Topology Configuration File for DM Cluster Deployment Using TiUP

To deploy or scale a TiDB Data Migration (DM) cluster, you need to provide a topology file (sample) to describe the cluster topology.

Similarly, to modify the cluster topology, you need to modify the topology file. The difference is that, after the cluster is deployed, you can only modify a part of the fields in the topology file. This document introduces each section of the topology file and each field in each section.

File structure

A topology configuration file for DM cluster deployment using TiUP might contain the following sections:

  • global: the cluster’s global configuration. Some of the configuration items use the default values of the cluster, and you can configure them separately in each instance.
  • server_configs: the components’ global configuration. You can configure each component separately. If an instance has a configuration item with the same key, the instance’s configuration item will take effect.
  • master_servers: the configuration of the DM-master instance. The configuration specifies the machines to which the master service of the DM component is deployed.
  • worker_servers: the configuration of the DM-worker instance. The configuration specifies the machines to which the worker service of the DM component is deployed.
  • monitoring_servers: specifies the machines to which the Prometheus instances are deployed. TiUP supports deploying multiple Prometheus instances but only the first instance is used.
  • grafana_servers: the configuration of the Grafana instances. The configuration specifies the machines to which the Grafana instances are deployed.
  • alertmanager_servers: the configuration of the Alertemanager instances. The configuration specifies the machines to which the Alertmanager instances are deployed.

global

The global section corresponds to the cluster’s global configuration and has the following fields:

  • user: the user to start the deployed cluster.
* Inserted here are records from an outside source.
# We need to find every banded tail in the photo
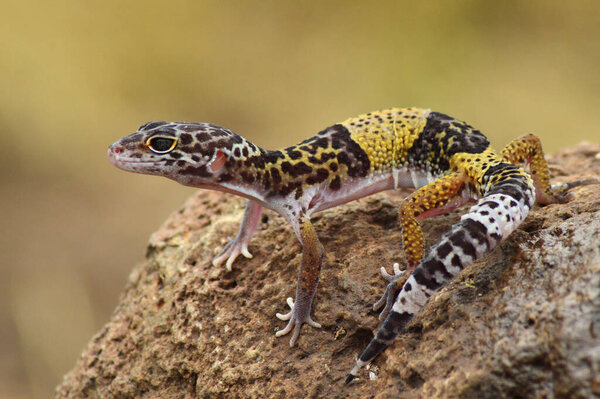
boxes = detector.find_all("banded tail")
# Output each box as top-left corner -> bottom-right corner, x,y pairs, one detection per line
345,164 -> 535,384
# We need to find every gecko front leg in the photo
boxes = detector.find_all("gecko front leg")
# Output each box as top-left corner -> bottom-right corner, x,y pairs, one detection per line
213,200 -> 263,271
275,213 -> 324,346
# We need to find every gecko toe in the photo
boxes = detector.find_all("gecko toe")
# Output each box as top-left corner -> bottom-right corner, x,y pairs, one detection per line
275,311 -> 293,321
289,323 -> 302,346
275,297 -> 295,321
380,263 -> 404,281
275,319 -> 294,337
306,315 -> 321,329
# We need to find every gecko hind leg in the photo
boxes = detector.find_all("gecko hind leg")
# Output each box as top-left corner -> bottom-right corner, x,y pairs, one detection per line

The default value is “tidb”. If the user specified in the <user> field does not exist on the target machine, TiUP will automatically try to create the user.
  • group: the user group to which a user belongs when the user is automatically created. The default value is the same as the <user> field. If the specified group does not exist, it will be created automatically.
  • ssh_port: the SSH port to connect to the target machine for operations. The default value is “22”.
  • deploy_dir: the deployment directory for each component. The default value is “deploy”. The construction rules are as follows:
    • If the absolute path deploy_dir is configured at the instance level, the actual deployment directory is the deploy_dir configured for the instance.
    • For each instance, if you do not configure deploy_dir, the default value is the relative path <component-name>-<component-port>.
    • If global.deploy_dir is set to an absolute path, the component is deployed to the <global.deploy_dir>/<instance.deploy_dir> directory.
    • If global.deploy_dir is set to a relative path, the component is deployed to the /home/<global.user>/<global.deploy_dir>/<instance.deploy_dir> directory.
  • data_dir: the data directory. The default value is “data”. The construction rules are as follows.
    • If the absolute path data_dir is configured at the instance level, the actual data directory is the data_dir configured for the instance.
    • For each instance, if data_dir is not configured, the default value is <global.data_dir>.
    • If data_dir is set to a relative path, the component data is stored in <deploy_dir>/<data_dir>. For the construction rules of <deploy_dir>, see the construction rules of the deploy_dir field.
  • log_dir: the data directory. The default value is “log”. The construction rules are as follows.
    • If the absolute path of log_dir is configured at the instance level, the actual log directory is the log_dir configured for the instance.
    • For each instance, if log_dir is not configured by the user, the default value is <global.log_dir>.
    • If log_dir is a relative path, the component logs will be stored in <deploy_dir>/<log_dir>. For the construction rules of <deploy_dir>, see the construction rules of the deploy_dir field.
  • os: the operating system of the target machine. The field controls which operating system to adapt to for the components pushed to the target machine. The default value is “linux”.
  • arch: the CPU architecture of the target machine. The field controls which platform to adapt to for the binary packages pushed to the target machine. The supported values are “amd64” and “arm64”. The default value is “amd64”.
  • resource_control: runtime resource control. All configurations in this field are written to the service file of systemd. There is no limit by default. The resources that can be controlled are as follows:
    • memory_limit: limits the maximum memory at runtime. For example, “2G” means that the maximum memory of 2 GB can be used.
    • cpu_quota: limits the maximum CPU usage at runtime. For example, “200%”.
    • io_read_bandwidth_max: limits the maximum I/O bandwidth for disk reads. For example, "/dev/disk/by-path/pci-0000:00:1f.2-scsi-0:0:0:0:0 100M".
    • io_write_bandwidth_max: limits the maximum I/O bandwidth for disk writes. For example, "/dev/disk/by-path/pci-0000:00:1f.2-scsi-0:0:0:0:0 100M".
    • limit_core: controls the size of core dump.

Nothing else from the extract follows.